Sanofi is to buy private US vaccines biotech Protein Sciences in a deal valued at up to $750 million, in a move to bolster its vaccines portfolio.

Under the terms of the agreement, the French drugmaker will make an initial payment of $650 million, and up to $100 million more on the attainment of certain pre specified milestones.

A key attraction is Protein Science’s Flublok Quadrivalent Influenza Vaccine (QIV), the only recombinant protein-based influenza vaccine to be approved by the US Food and Drug Administration (in October last year).

“The acquisition of Protein Sciences will allow us to broaden our flu portfolio with the addition of a non-egg based vaccine,” said David Loew, Sanofi executive vice president and head of Sanofi Pasteur, Sanofi’s vaccines division.

From the other side of the fence, Manon Cox, president and chief executive of the US biotech, said: As part of Sanofi Pasteur, we expect our Flublok influenza vaccine to benefit from Sanofi Pasteur’s expertise in the field of influenza vaccines.”

The acquisition is expected to close in the third quarter of this year, subject to customary regulatory approvals.

Fitusiran data
The news came a day after the French drugmaker’s global specialty care business, Sanofi Genzyme, presented data from a Phase II open-label extension study testing Alnylam-partnered fitusiran in patients with haemophilia A and B, with or without inhibitors.

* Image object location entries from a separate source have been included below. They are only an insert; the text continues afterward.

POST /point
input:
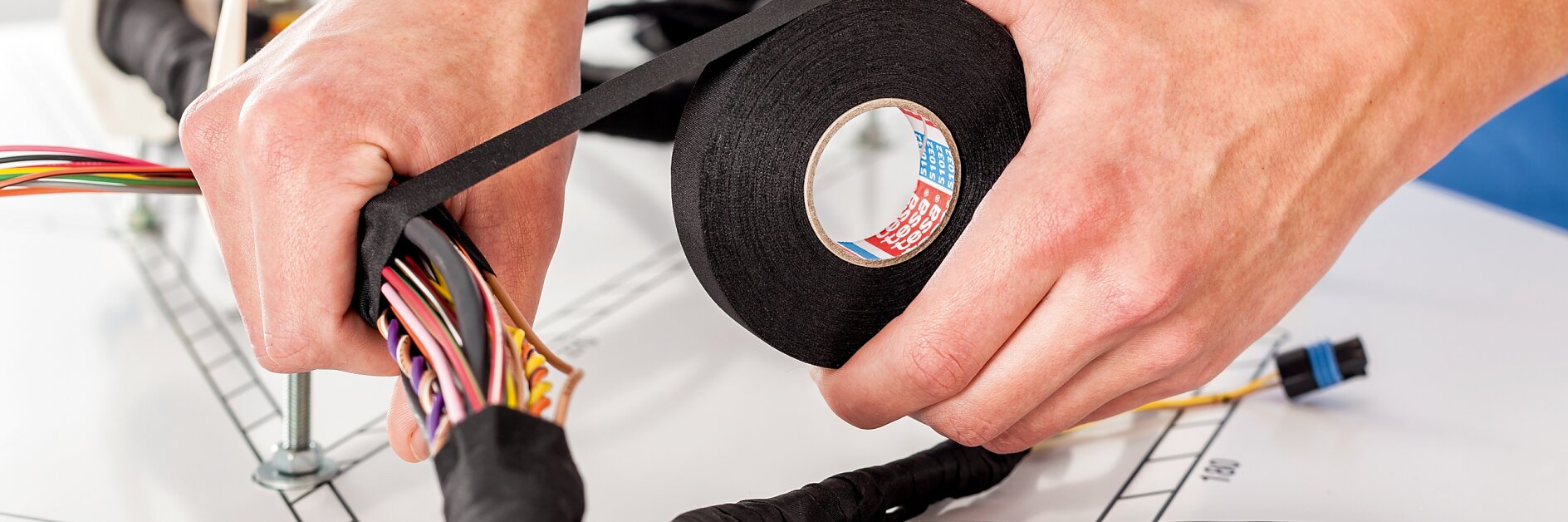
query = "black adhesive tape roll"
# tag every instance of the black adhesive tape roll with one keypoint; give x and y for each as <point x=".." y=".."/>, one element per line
<point x="752" y="129"/>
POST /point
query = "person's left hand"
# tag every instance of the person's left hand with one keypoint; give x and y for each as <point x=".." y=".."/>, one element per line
<point x="1193" y="168"/>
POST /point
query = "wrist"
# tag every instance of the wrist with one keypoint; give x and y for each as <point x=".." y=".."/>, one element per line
<point x="1479" y="57"/>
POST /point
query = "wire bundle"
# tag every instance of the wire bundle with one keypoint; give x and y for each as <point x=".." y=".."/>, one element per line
<point x="47" y="170"/>
<point x="444" y="325"/>
<point x="444" y="329"/>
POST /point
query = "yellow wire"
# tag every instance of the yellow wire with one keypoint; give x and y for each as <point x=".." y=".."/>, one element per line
<point x="1211" y="398"/>
<point x="30" y="170"/>
<point x="538" y="391"/>
<point x="1197" y="400"/>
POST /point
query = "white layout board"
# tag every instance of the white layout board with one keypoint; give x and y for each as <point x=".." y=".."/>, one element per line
<point x="129" y="392"/>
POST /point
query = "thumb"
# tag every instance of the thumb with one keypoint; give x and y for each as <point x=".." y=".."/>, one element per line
<point x="404" y="431"/>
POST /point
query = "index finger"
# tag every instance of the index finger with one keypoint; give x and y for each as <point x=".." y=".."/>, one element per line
<point x="973" y="303"/>
<point x="306" y="193"/>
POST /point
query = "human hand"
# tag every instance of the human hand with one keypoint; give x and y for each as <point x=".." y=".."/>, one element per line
<point x="294" y="143"/>
<point x="1193" y="168"/>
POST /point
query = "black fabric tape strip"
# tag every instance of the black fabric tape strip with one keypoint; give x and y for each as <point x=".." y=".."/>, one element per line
<point x="895" y="491"/>
<point x="748" y="134"/>
<point x="383" y="219"/>
<point x="502" y="465"/>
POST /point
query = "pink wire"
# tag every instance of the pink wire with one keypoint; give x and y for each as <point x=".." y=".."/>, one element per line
<point x="74" y="150"/>
<point x="436" y="359"/>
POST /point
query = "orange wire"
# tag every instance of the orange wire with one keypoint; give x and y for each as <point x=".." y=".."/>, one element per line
<point x="98" y="170"/>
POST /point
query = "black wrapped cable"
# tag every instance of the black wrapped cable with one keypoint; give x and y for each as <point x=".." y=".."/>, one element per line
<point x="895" y="491"/>
<point x="157" y="41"/>
<point x="503" y="465"/>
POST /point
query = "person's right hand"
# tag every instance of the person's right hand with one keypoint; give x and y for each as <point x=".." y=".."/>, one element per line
<point x="291" y="146"/>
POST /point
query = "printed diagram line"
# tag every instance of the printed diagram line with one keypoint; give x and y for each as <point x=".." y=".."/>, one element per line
<point x="194" y="320"/>
<point x="1278" y="339"/>
<point x="565" y="328"/>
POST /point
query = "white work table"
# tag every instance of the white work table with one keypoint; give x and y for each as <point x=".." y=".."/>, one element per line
<point x="116" y="366"/>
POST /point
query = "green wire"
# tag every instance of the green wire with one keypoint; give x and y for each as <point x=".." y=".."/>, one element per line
<point x="116" y="180"/>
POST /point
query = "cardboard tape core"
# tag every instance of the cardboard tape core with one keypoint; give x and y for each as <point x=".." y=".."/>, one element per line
<point x="930" y="203"/>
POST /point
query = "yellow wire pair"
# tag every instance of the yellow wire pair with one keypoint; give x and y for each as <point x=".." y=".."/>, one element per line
<point x="1195" y="400"/>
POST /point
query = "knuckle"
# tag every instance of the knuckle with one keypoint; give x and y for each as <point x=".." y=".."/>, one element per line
<point x="850" y="410"/>
<point x="966" y="430"/>
<point x="287" y="348"/>
<point x="1133" y="302"/>
<point x="1010" y="442"/>
<point x="939" y="364"/>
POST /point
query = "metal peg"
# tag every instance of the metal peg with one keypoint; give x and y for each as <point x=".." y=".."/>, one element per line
<point x="296" y="463"/>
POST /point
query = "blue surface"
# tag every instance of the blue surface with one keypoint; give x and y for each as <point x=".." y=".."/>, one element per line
<point x="1518" y="160"/>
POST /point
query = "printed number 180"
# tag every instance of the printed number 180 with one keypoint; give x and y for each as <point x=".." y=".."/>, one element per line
<point x="1220" y="470"/>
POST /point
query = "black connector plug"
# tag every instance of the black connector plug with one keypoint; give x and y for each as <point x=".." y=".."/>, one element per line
<point x="1319" y="366"/>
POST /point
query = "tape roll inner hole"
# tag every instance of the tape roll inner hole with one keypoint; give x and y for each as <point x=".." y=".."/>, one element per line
<point x="858" y="173"/>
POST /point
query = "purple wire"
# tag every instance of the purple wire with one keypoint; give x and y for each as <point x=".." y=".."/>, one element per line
<point x="394" y="331"/>
<point x="436" y="411"/>
<point x="416" y="369"/>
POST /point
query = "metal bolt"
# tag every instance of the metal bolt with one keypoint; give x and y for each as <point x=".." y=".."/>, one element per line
<point x="296" y="436"/>
<point x="296" y="463"/>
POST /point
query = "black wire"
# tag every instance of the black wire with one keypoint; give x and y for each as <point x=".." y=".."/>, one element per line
<point x="54" y="157"/>
<point x="681" y="8"/>
<point x="466" y="297"/>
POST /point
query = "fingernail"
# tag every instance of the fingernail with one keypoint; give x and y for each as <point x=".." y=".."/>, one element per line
<point x="420" y="447"/>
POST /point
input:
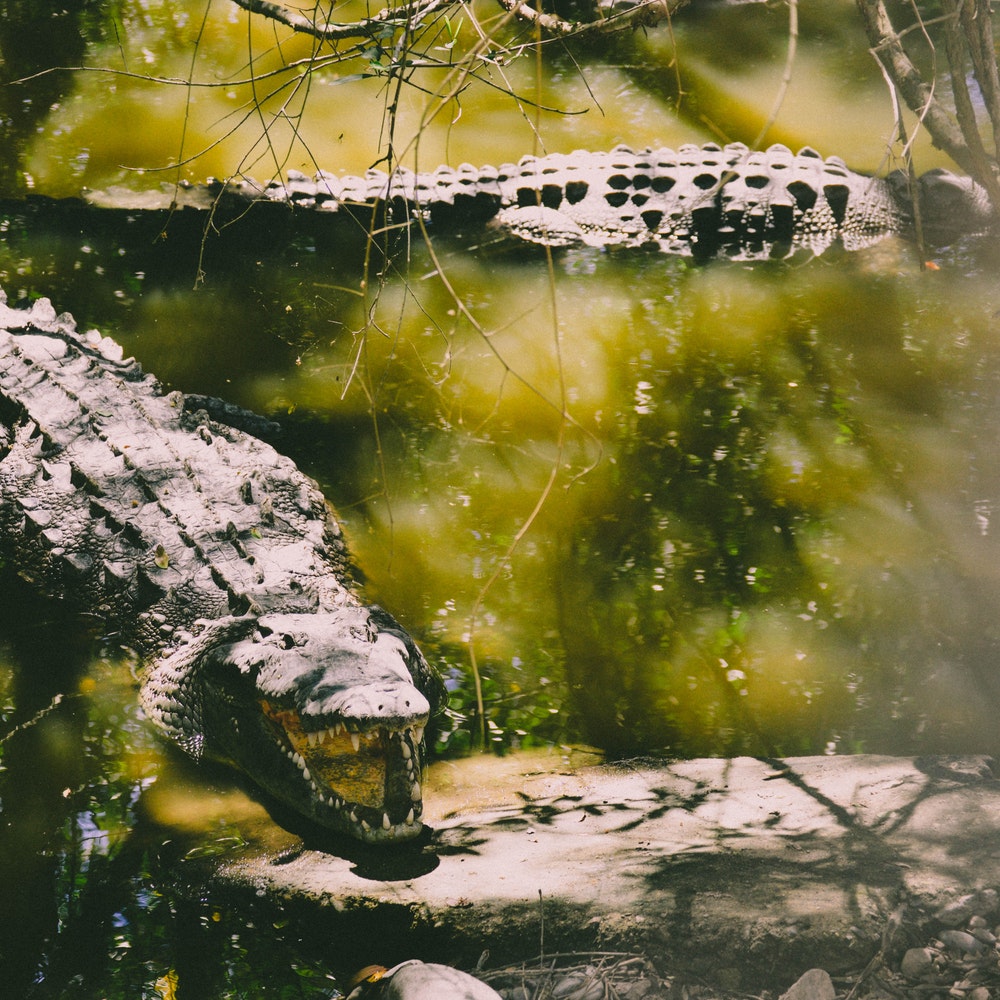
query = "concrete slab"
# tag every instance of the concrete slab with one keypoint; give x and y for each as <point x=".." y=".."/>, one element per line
<point x="742" y="867"/>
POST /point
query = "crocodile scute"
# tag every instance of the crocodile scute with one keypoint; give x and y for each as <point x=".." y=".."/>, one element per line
<point x="218" y="562"/>
<point x="702" y="201"/>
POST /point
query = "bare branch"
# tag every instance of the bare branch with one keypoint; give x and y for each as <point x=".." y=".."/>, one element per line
<point x="967" y="36"/>
<point x="887" y="47"/>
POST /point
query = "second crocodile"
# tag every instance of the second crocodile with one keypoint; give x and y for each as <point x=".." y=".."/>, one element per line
<point x="213" y="557"/>
<point x="701" y="201"/>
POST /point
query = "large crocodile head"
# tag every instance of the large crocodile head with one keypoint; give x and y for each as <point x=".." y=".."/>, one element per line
<point x="326" y="712"/>
<point x="950" y="206"/>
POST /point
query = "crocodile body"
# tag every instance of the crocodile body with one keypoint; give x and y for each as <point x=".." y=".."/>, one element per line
<point x="221" y="565"/>
<point x="702" y="201"/>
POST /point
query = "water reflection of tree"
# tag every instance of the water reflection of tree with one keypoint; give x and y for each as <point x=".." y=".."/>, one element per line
<point x="764" y="508"/>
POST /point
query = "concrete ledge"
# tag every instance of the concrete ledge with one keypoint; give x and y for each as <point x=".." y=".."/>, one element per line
<point x="743" y="868"/>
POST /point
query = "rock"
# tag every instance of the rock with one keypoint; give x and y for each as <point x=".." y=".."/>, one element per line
<point x="974" y="904"/>
<point x="917" y="964"/>
<point x="961" y="942"/>
<point x="812" y="985"/>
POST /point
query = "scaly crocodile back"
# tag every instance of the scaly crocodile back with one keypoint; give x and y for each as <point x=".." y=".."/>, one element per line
<point x="702" y="201"/>
<point x="157" y="515"/>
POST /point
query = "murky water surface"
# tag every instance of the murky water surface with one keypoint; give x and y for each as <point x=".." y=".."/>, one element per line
<point x="667" y="509"/>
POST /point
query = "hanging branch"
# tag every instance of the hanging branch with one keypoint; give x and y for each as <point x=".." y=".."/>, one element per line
<point x="968" y="34"/>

Fitusiran is an investigational RNAi therapeutic targeting antithrombin for the treatment of patients with haemophilia A and B, that is designed to lower levels of antithrombin with the goal of promoting sufficient thrombin generation upon activation of the clotting cascade to restore haemostasis and prevent bleeding.

The data show that the safety and tolerability profile of the drug “remains encouraging, with no thromboembolic events, including during co-administration of replacement factor or bypassing agents”, the firm noted.

In addition, once-monthly subcutaneous administration of fitusiran achieved lowering of AT, increases in thrombin generation, and, in a post-hoc exploratory analysis, reductions in the median estimated annualised bleeding rate (ABR) in patients with and without inhibitors, it said.